A lo largo
del evangelio resuena con frecuencia el reproche de Jesús a sus discípulos de ser
hombres de poca fe, llamada de atención que va dirigida en particular a Pedro,
el hombre de poca fe por excelencia (Mt 14,31).
Si para
los discípulos hay solamente reproches en el evangelio, los elogios a la fe de los
paganos y de los marginados abundan en él.
Paradójicamente,
las personas tenidas por más alejadas de Dios y de la religión son aquellas que
consiguen demostrar una verdadera fe. Aquellos que viven codo con codo con el Señor
carecen de ella.
Jesús dice
del centurión pagano que “en ningún israelita ha encontrado tanta fe» (Mt 8,10),
pero se maravilla por la total ausencia de fe de los fieles de la sinagoga de
Nazaret donde -no hizo muchas obras potentes por su falta de fe” (Mt 13,58). Sus
mismos discípulos parecen no haber hecho grandes progresos si, después de su resurrección,
Jesús se ve obligado a “echarles en cara su incredulidad y su terquedad en no
creer a los que lo habían visto resucitado» (Mc 16,14).
Por parte de los discípulos se da una visión de la fe que Jesús intenta corregir. Suponiendo que tener fe depende de la acción del Señor, éstos le piden que se la aumente: “Auméntanos la fe” es su súplica.
Pero Jesús
no está de acuerdo con esta idea. La fe no depende solamente de Dios, sino también
del hombre.
La fe no
es un don de Dios, sino la respuesta de los hombres a su amor incondicional. Por
esto, en el evangelio de Lucas, la cruda respuesta de Jesús a la petición de los
discípulos de aumentar su fe es la constatación de que éstos no tienen en modo
alguno fe: “Si tuvierais fe como un grano de mostaza, le diríais a esa morera: 'quítate
de ahí y tírate al mar' y os obedecería” (Lc 17,6).
Jesús objeta
a los discípulos que no se trata de aumentar la fe: el problema es tenerla o no.

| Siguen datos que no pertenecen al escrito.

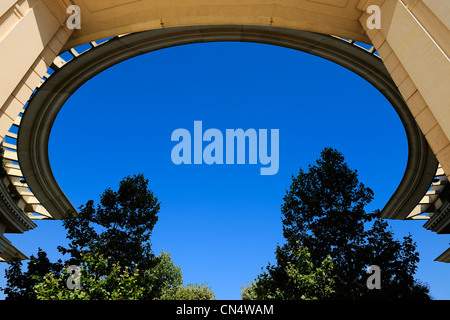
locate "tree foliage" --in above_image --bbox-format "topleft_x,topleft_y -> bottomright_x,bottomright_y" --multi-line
246,148 -> 430,299
4,174 -> 214,300
241,246 -> 335,300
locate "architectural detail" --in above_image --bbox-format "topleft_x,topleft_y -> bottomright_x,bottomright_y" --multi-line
0,0 -> 450,262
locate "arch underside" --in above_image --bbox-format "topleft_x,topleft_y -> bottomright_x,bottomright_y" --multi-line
17,25 -> 437,219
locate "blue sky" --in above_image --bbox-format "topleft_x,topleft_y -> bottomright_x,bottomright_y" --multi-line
0,43 -> 450,299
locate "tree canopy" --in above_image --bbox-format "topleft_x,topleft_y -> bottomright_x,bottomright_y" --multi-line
4,174 -> 214,300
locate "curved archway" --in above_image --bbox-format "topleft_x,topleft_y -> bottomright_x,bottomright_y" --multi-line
18,26 -> 437,219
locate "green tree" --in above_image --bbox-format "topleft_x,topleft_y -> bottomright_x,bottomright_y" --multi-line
0,248 -> 63,300
248,148 -> 430,299
241,246 -> 335,300
33,252 -> 214,300
5,174 -> 214,299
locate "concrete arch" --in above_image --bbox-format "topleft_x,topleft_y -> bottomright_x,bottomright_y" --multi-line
18,26 -> 437,219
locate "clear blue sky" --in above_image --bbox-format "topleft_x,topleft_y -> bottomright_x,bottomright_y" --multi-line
0,43 -> 450,299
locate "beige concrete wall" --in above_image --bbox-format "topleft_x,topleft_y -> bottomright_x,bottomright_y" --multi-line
360,0 -> 450,176
0,0 -> 72,139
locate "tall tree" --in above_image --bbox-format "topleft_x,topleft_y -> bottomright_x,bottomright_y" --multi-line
248,148 -> 430,299
0,248 -> 63,300
4,174 -> 214,299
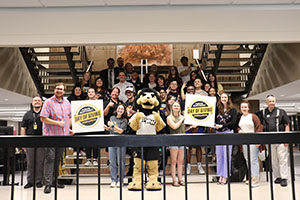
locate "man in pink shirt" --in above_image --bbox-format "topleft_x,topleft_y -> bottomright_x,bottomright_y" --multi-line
40,83 -> 74,193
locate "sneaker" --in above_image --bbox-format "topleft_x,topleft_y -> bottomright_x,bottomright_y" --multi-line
274,178 -> 282,184
198,163 -> 205,174
251,182 -> 259,188
251,177 -> 259,188
93,160 -> 98,166
24,183 -> 33,189
186,164 -> 191,174
280,178 -> 287,187
36,182 -> 43,188
84,160 -> 92,167
110,181 -> 116,188
80,151 -> 86,157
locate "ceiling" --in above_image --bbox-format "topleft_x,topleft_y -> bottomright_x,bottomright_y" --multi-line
0,0 -> 300,8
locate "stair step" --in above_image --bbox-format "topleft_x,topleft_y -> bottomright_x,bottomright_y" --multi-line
45,89 -> 72,97
206,66 -> 250,70
32,52 -> 80,56
208,57 -> 252,62
43,83 -> 74,87
217,72 -> 250,77
218,80 -> 248,84
209,49 -> 256,54
62,164 -> 109,169
42,67 -> 83,73
223,87 -> 246,92
40,74 -> 72,79
35,60 -> 81,65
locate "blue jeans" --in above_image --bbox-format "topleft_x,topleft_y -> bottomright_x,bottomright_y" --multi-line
216,130 -> 233,178
108,147 -> 126,182
243,144 -> 259,177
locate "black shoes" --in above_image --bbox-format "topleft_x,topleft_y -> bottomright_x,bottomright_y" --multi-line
52,183 -> 65,189
36,182 -> 43,188
280,178 -> 287,187
24,183 -> 33,189
44,185 -> 51,194
274,178 -> 281,184
274,178 -> 287,187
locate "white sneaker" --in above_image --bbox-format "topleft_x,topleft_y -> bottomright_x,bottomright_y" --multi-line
84,160 -> 92,167
110,181 -> 117,188
93,160 -> 98,166
251,177 -> 259,188
186,164 -> 191,174
80,151 -> 86,157
198,163 -> 205,174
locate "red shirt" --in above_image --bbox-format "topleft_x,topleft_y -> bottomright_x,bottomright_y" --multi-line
40,96 -> 71,136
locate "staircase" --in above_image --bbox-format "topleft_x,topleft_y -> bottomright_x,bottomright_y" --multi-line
20,46 -> 89,97
202,44 -> 267,96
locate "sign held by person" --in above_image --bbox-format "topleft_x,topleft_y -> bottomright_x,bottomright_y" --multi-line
71,100 -> 104,133
184,94 -> 216,127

Y ellos no la tienen ni siquiera del tamaño de “un grano de mostaza”, semilla proverbialmente
conocida como “la más pequeña de todas las que hay en la tierra” (Mc 4,31).
Como
prueba de que la fe es la respuesta del hombre al amor de Dios, el evangelista
coloca, después de la petición de los discípulos, el episodio de los diez
leprosos.
Jesús
libera de la impureza a los diez leprosos, pero sólo “uno de ellos, viendo que
se había curado, se volvió alabando a Dios a grandes voces y se echó a sus pies
rostro a tierra, dándole las gracias” (Lc 17,15-16).
Los diez
reciben el amor que los purifica (“¿No han quedado limpios los die”, Lc 17,17).
Uno solo responde, y únicamente en este caso se habla de fe: “Levántate, vete, tu
fe te ha salvado” (Lc 17,18). La fe del leproso se manifiesta en la alabanza a Dios
y en el agradecimiento a Jesús.
Una vez
más quien demuestra fe es el individuo considerado más alejado del Señor: este
leproso de hecho “era un samaritano” (Lc 17,16), esto es, uno que pertenecía a
aquel pueblo idólatra catalogado entre los “enemigos de Dios” (Sifré Dt 41, § 331, 140a).
Pero Jesús acepta y elogia el agradecimiento del Samaritano, el hombre del que,
según el Talmud "no estaba permitido recibir don alguno" (Sheq. M. 1,5).